Skill Overview: Kanter has the size to play power forward and center in the NBA. He measured as the second tallest player at the combine and was in great shape, weighing 259 lbs with only 5.9% body fat. Possessing the size & strength to match up with most NBA centers, he plays physically in the low post and is not afraid of contact. He is a strong competitor, staying active on the boards and defensively. His activity level, positioning, and great hands make him a dominant rebounder. Kanter has exhibited a range of offensive talents; displaying solid footwork and finishing moves in the post, while also demonstrating shooting range out to the college three. Kanter has a good attitude and works hard at improving his game.
Kanter is an average athlete. Of the seven players over 6’10” at the NBA combine, Kanter had the second lowest vertical jumping and wingspan. Of the “tall” players, he was 2nd in the speed drill and 3rd and 4th in agility drills. Kanter has been described as “non-explosive”, and the combine athletic tests support that. Kanter’s biggest negative may be his limited history of competitive basketball, with almost no experience against players older than 18. The game is about to get a lot faster; will Kanter’s rebounding and offensive games thrive against players as big and athletic as him? Will his defensive rotations look as impressive when the guards and ball are moving at blazing speed? No one can definitively answer these questions.

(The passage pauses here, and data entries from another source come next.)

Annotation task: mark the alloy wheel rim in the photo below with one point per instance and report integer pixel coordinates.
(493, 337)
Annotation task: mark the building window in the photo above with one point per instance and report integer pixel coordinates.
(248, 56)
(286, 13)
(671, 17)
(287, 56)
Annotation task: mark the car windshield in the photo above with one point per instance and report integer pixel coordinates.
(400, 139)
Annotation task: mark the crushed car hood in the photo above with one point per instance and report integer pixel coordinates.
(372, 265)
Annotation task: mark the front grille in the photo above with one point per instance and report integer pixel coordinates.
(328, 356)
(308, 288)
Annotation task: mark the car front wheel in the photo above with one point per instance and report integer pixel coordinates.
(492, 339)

Additional Info: The other forum where Kanter impressed was the Nike Hoop Summit in April 2010. At this annual high school all-star game, Kanter nearly lead the internationals to victory over a United States team featuring Kyrie Irving, Brandon Knight, Jared Sullinger, and Harrison Barnes. Kanter scored 34points, a new event record, and grabbed 13 rebounds in 24 minutes. He was great on the offensive glass and scored with post moves, jump shots, fast breaks finishes, and even on drives. Very impressive, but it was a high school all-star game, so it’s hard to tell how impressive. The US front line was not outstanding; consisting of Sullinger, Patric Young (3.4 ppg & 3.8 rpg at Florida State this year), Leonard Myers (2.1 ppg and 1.3 rpg at Illinois), and Terrence Jones (more SF than PF). Defensive rebounding wasn’t a priority in the game, as each team collected 17 offensive boards. Almost half the missed shots were rebounded by the offense.

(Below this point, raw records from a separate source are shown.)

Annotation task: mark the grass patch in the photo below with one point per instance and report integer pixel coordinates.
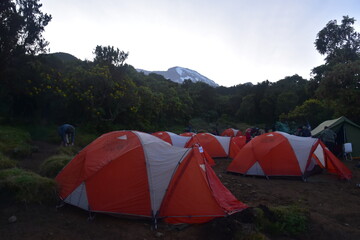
(54, 164)
(282, 220)
(83, 139)
(27, 186)
(15, 142)
(6, 162)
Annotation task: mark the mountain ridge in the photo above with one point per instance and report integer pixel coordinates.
(180, 74)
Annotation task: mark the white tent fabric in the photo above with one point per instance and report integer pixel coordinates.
(162, 160)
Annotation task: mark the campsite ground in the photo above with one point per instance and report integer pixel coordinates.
(333, 205)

Kanter is considered a good shooter, however again there isn’t a lot of actual data supporting this. High school highlights show him hitting high school three’s, but how many were missed? That info isn’t readily available. He shoots well during a workout, but what about with an NBA defender rapidly closing on him? Combine shooting tests were a mixed bag. Of the 16 players that performed the big men drills, he was in the top third in two drills and the bottom third in two. He was 5 of 12 for the timed shooting drill of 35 seconds shooting 15 – 18’ jumpers.

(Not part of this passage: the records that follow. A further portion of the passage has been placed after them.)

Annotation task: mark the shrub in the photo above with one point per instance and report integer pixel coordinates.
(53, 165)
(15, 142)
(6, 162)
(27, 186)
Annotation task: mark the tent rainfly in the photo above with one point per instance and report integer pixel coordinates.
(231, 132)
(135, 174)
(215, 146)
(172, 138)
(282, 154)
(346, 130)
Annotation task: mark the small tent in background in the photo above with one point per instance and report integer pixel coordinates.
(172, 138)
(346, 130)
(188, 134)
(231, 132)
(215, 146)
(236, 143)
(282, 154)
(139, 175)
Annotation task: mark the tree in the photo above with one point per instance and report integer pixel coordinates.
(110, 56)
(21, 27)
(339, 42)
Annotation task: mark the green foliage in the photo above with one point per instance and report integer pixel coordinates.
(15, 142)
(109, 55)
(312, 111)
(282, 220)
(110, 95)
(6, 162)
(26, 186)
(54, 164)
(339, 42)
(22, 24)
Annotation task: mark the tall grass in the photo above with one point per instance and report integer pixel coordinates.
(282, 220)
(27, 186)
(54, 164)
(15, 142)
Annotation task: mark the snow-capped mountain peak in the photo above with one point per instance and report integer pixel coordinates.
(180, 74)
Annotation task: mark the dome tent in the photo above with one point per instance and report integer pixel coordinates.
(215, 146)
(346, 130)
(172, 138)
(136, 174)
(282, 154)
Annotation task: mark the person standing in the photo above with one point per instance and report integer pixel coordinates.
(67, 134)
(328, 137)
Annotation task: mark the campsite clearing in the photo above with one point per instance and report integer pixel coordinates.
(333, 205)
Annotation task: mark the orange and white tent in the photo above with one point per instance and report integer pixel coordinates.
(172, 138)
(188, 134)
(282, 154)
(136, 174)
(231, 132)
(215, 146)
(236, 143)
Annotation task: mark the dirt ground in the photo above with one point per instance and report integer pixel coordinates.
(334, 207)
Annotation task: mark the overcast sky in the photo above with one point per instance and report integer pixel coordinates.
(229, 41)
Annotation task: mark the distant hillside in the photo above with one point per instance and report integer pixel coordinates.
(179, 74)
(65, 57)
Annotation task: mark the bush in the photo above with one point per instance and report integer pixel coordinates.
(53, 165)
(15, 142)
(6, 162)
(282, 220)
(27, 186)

As an offensively skilled big man; comparisons include Al Horford, Kevin Love, or Carlos Boozer, and I won’t debate this. I have him rated #3 primarily because people who are a lot smarter than me have him rated highly. When he has played, he has been dominant against his age group. Hopefully the potential shown in the opportunities available to him will transfer to the NBA, both offensively and defensively.